A bishop in northern Sri Lanka has appealed to the country’s president to stop bombing civilians after carrying out an undercover mercy mission to help people trapped in a war-zone.

Denied formal access to the northerly Vanni district affected by fighting between government troops and rebels, Bishop Thomas Savundaranayagam of Jaffna travelled incognito to see the situation for himself and assess the people’s needs.

During his visit last month, he distributed emergency help given by Aid to the Church in Need, the Catholic charity for persecuted and other suffering Christians.

His visit coincided with the renewal of hostilities after Colombo-based government forces successfully seized control of Vanni following the capture of Kilinochy and Paranathan.

In a message to ACN announcing the aid distribution, he described seeing crowds of displaced people living in very cramped conditions.

The people had fled villages caught up in the conflict between the army and the Tamil Tiger rebels.

Bishop Savundaranayagam, whose diocese covers northern Sri Lanka including the Jaffna peninsula, said that priests and nuns in Vanni were living alongside lay people in small huts.

He explained that the ACN aid was being distributed by the clergy who were desperately trying to assist the people in any way possible.

The trip led the bishop to write an urgent request to Sri Lanka’s president, Mahinda Rajapakse, begging that civilians be protected from further military action.

Writing to the president, he described how “owing to the on-going shelling and aerial bombings by Sri Lankan Security Forces… people are getting killed and [are] sustaining injury.”

Bishop Savundaranayagam begged the government not to attack churches and temples where displaced people were being urged to gather for their protection.

In his letter to President Rajapakse he wrote: “Churches and temples are traditionally places of refuge in time of danger.

“Hence I am pleading with the government to desist from firing mortar shells at the places of worship and stop aerial bombings at civilian places.”

He underlined that the government was duty-bound to open a safe corridor for people to escape places affected by shelling.

The bishop has also criticised the rebels for failing to provide safe passage for civilians.

Speaking to ACN from Jaffna earlier in the week, the bishop described how the government had not stopped the shelling, despite his pleas.

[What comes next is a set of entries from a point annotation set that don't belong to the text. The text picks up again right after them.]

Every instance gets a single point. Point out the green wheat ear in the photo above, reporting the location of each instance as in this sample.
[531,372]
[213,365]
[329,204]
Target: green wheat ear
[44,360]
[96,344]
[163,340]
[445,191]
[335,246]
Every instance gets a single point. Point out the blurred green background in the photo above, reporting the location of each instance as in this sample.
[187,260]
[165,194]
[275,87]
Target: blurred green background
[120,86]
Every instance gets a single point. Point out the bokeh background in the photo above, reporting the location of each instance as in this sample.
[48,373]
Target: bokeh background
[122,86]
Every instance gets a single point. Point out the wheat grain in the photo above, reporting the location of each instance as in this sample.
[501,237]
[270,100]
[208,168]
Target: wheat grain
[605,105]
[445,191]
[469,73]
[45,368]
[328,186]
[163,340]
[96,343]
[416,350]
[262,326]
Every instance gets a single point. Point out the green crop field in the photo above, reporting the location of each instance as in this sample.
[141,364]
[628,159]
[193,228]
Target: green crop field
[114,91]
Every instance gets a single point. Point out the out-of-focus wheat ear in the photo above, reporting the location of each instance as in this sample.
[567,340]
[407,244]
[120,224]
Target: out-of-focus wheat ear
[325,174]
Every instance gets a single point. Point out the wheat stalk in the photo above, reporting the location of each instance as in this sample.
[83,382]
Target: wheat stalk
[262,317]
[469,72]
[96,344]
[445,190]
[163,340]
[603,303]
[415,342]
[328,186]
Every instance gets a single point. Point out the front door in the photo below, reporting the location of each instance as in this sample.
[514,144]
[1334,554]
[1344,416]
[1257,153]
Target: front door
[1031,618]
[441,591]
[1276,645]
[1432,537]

Lamenting the continued civilian fatalities through indiscriminate bombing, he said: “It is difficult to identify civilians from Tigers at 20,000 feet in the air.”

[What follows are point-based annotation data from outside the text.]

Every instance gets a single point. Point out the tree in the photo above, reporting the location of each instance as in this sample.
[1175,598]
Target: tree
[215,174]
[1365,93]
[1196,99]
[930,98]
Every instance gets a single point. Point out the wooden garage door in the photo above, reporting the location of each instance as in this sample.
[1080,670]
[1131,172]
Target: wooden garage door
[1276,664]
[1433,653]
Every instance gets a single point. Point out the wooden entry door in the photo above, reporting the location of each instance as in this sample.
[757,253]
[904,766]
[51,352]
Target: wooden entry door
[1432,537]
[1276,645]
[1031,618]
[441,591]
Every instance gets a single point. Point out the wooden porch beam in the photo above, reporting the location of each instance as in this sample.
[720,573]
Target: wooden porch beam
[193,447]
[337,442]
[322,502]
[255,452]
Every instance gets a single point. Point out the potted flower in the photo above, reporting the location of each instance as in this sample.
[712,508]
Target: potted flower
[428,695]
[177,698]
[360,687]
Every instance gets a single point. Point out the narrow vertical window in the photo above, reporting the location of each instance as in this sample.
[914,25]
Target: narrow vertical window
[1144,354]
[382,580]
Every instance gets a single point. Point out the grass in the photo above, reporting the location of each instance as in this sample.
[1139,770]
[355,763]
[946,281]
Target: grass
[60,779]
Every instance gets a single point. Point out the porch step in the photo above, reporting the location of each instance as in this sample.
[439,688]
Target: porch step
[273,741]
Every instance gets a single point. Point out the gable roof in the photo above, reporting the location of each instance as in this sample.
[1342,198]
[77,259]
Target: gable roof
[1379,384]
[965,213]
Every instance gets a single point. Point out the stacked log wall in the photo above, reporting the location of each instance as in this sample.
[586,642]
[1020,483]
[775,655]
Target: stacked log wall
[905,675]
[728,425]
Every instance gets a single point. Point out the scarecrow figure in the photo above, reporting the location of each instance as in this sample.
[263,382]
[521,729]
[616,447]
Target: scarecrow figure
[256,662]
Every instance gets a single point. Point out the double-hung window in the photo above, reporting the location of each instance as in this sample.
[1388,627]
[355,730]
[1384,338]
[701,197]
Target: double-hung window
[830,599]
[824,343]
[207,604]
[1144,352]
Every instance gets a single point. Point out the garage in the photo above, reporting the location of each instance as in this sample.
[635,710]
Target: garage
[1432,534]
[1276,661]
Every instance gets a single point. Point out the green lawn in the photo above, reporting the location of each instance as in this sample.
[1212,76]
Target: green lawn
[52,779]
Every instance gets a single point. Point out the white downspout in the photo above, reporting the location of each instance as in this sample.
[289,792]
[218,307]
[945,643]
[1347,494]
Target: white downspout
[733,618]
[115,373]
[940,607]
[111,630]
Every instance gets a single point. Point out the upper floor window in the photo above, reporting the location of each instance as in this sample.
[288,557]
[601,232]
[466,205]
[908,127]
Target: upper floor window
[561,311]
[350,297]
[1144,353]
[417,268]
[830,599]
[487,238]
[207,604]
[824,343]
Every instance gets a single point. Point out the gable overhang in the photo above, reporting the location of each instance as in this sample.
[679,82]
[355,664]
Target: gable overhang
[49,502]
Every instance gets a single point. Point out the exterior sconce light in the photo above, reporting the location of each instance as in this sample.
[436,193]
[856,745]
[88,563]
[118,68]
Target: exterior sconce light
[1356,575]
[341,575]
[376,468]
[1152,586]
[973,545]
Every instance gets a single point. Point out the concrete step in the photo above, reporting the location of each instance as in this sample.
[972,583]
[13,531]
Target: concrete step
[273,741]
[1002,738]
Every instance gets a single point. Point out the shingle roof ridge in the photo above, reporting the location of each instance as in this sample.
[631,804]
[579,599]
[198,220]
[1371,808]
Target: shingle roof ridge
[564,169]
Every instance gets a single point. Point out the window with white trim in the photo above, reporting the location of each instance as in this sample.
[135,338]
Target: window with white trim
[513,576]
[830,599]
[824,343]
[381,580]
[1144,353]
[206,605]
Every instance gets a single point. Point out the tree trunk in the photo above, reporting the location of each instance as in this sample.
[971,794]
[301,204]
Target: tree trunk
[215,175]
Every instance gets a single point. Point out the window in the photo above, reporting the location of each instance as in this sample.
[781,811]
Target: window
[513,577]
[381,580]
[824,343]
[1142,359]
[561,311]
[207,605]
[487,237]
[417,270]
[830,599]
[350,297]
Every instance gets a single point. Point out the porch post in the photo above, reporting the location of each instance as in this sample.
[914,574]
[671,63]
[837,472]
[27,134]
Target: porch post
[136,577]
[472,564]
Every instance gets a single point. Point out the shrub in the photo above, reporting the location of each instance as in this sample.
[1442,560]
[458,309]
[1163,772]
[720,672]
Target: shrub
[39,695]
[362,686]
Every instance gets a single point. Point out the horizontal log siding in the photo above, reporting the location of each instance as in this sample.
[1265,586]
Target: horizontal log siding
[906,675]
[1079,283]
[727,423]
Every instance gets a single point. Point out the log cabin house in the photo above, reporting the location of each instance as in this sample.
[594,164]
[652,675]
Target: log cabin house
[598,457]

He said that despite his letter to the president, “nothing is happening as the government says they have to liberate the area – but people still suffer”.

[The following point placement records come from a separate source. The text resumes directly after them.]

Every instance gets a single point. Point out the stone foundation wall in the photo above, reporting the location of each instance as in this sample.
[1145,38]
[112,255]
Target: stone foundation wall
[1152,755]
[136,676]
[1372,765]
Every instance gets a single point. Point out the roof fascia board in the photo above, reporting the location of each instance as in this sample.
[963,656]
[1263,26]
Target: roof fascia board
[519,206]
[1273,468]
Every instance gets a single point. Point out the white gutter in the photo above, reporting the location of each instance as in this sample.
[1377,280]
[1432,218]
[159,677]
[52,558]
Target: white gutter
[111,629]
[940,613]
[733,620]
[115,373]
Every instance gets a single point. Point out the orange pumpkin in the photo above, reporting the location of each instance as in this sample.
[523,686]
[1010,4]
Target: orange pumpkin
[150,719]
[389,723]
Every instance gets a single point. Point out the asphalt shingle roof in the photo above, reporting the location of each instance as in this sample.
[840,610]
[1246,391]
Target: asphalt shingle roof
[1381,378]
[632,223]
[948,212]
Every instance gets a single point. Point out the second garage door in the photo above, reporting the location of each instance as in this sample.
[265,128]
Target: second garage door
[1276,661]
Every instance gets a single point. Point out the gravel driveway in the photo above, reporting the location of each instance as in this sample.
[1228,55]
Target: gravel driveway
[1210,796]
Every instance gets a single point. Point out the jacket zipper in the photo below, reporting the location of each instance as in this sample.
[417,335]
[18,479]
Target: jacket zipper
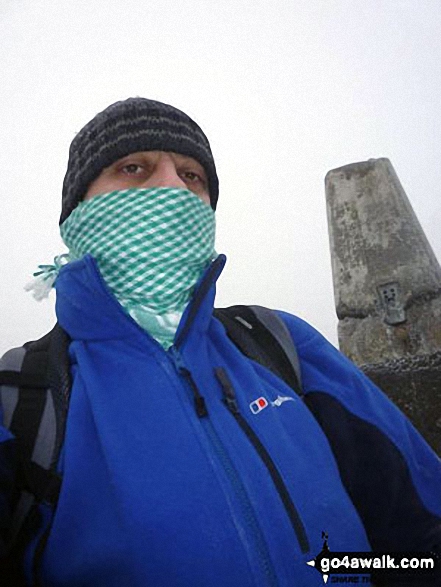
[293,515]
[261,548]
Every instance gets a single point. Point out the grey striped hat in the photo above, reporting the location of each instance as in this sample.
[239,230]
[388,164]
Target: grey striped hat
[129,126]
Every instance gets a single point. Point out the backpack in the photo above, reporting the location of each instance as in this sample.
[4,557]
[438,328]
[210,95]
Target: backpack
[35,395]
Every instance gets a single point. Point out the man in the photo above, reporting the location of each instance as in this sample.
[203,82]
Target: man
[183,462]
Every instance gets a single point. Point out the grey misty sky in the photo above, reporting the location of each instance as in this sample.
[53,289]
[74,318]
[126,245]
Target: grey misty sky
[285,90]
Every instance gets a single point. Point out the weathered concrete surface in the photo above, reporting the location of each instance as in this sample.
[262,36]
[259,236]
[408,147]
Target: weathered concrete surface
[387,286]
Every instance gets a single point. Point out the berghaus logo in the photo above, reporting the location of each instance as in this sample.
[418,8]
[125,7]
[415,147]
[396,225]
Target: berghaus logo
[261,403]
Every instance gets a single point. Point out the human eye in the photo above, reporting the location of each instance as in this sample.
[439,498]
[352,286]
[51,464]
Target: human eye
[194,177]
[132,168]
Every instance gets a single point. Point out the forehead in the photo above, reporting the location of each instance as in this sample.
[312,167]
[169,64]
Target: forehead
[177,157]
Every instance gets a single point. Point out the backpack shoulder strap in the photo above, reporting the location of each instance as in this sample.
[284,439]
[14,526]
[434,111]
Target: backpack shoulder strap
[261,335]
[35,391]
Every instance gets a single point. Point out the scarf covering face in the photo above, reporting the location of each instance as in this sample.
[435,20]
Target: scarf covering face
[151,246]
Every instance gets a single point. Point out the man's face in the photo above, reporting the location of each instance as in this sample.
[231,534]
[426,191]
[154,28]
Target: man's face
[147,169]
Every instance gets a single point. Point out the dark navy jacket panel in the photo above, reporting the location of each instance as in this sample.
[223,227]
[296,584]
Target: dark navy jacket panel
[386,466]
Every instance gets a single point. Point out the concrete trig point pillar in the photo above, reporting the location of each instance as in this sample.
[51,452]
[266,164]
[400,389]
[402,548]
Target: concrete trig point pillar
[387,286]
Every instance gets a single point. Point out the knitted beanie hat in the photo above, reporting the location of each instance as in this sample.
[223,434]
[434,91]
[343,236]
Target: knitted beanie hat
[126,127]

The internally displaced people as well as the local civilians have taken refuge along the Paranthan-Mulaithivu road and are heavily concentrated between Dharmapuram and Puthukudiyiruppu.

Bishop Savundaranayagam said that the government has been sending food and medical aid to civilians via the Red Cross, but added that many hospitals have been displaced and medical aid is being provided in makeshift facilities.

The bishop has been highly critical of the armed conflict. He said: “A military solution can never bring about a lasting solution to the present problem.”

The government ended a six-year truce with rebels in 2006 and vowed to secure victory in the 26-year conflict that has killed at least 70,000 people.

By late last year, the Tamil Tigers’ bid for a separate homeland looked in jeopardy after the army drove them to the far north of the country.